In 2010, Backtalk, trained by Amoss, finished in 20th out of 20.

“Mylute has a much better pedigree than Backtalk or Lone Star Sky (15th out of 16 in 2003).” Amoss said, “They were good horses, but they couldn’t take their talents to a longer distance.

“They probably would have finished last and next-to-last in anybody else’s hands. It’s yet to be seen, but I feel this horse (Mylute) can compete.”

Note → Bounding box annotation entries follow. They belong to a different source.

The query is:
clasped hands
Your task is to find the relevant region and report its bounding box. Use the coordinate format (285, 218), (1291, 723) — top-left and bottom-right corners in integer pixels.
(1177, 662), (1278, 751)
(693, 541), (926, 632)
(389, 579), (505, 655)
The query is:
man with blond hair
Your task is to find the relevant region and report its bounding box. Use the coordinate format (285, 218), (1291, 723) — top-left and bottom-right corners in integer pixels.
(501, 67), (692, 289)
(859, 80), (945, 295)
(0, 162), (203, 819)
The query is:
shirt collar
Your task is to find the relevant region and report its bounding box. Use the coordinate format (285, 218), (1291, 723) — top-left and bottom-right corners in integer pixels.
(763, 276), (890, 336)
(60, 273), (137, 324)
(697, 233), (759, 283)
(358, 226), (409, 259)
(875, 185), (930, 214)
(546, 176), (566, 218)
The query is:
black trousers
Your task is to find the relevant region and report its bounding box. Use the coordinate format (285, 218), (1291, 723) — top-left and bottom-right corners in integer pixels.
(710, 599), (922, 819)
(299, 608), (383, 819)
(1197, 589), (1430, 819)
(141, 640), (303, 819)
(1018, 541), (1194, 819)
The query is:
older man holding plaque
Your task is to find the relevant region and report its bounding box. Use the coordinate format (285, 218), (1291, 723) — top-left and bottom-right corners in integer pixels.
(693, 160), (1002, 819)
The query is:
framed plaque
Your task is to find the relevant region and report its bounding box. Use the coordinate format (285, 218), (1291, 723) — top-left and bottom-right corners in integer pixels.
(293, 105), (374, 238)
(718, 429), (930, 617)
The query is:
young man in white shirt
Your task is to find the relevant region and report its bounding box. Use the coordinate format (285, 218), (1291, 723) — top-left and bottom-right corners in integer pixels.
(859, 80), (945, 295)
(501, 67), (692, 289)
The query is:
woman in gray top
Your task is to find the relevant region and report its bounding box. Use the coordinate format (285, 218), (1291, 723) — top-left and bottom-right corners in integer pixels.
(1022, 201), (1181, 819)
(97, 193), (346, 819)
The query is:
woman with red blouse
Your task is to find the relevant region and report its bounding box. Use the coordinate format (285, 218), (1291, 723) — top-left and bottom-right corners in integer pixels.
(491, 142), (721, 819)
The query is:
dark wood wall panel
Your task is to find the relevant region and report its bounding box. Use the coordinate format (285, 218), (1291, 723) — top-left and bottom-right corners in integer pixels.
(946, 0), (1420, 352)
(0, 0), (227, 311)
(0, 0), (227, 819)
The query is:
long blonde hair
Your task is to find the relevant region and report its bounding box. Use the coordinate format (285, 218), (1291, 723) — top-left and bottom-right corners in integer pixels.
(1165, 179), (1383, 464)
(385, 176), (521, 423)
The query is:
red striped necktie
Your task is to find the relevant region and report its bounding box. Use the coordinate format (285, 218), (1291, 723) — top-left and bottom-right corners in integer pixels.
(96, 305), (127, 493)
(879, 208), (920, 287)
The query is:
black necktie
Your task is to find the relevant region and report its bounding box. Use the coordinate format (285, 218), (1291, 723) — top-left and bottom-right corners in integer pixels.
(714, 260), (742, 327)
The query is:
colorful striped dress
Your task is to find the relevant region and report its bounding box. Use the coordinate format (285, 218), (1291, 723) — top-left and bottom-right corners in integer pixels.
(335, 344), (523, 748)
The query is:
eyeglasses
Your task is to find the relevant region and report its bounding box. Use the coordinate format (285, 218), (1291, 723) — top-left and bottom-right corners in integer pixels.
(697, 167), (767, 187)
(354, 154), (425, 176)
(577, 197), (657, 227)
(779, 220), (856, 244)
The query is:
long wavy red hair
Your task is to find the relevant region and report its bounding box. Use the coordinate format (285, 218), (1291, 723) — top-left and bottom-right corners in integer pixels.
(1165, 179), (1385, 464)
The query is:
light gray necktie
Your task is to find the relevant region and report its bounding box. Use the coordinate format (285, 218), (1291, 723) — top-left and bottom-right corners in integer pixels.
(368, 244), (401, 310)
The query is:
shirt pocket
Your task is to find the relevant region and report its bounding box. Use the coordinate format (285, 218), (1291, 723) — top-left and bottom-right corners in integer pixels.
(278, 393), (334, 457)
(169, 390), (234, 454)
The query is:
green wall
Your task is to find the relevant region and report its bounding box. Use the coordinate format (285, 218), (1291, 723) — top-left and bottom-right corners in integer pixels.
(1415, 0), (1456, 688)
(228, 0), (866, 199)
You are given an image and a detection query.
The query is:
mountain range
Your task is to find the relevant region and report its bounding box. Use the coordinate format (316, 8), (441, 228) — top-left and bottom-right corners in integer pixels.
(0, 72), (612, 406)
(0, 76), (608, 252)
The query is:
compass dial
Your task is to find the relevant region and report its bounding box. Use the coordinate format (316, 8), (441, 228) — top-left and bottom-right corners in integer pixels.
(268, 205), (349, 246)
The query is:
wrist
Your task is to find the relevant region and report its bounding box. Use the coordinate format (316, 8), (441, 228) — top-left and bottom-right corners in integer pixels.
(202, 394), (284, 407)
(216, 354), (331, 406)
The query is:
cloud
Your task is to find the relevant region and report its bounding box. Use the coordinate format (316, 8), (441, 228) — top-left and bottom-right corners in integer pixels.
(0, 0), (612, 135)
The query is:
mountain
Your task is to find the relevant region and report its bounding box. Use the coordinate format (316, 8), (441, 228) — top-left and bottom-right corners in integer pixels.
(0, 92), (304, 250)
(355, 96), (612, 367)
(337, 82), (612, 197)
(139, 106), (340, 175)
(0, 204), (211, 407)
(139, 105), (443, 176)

Mylute is an off-the-pace horse who challenged the Todd Pletcher-trained Revolutionary in the Louisiana Derby, taking the lead at the 1/16 pole, only to fall short by a neck.

Since that March 30 race, he’s had three workouts, all with very good results.

Also, Mylute shouldn’t be bothered by the hoopla of the day. This is his 10th race, more than any other horse in the field. He’s run on five tracks with six riders.

“Anything can happen in a race with a big field,” Amoss said. “But Mylute knows how to come through traffic, and Rosie is fearless in those situations.

“He came within a neck of beating Revolutionary, and Revolutionary is going to be one of the favorites. That makes us a player, plain and simple.”

Still, Mylute doesn’t figure to be any better than the 12-1 shot he was in the Louisiana Derby, if that much.

Unbeaten Verrazano, Orb and Overanalyze along with Revolutionary are the horses to beat.

Those may be long odds, but Amoss pointed out, this may be his best opportunity.

“For any trainer, competing in the Kentucky Derby is something you always aspire to do,” he said. “But having done it twice, I can tell you that the mind has a way of playing tricks on you and have you daydreaming about the possibilities of winning it.

“I hope I’m smart enough and wise enough to not let that happen and just be prepared to let the chips fall where they may. My job is to make sure my horse is prepared as well as it can be.”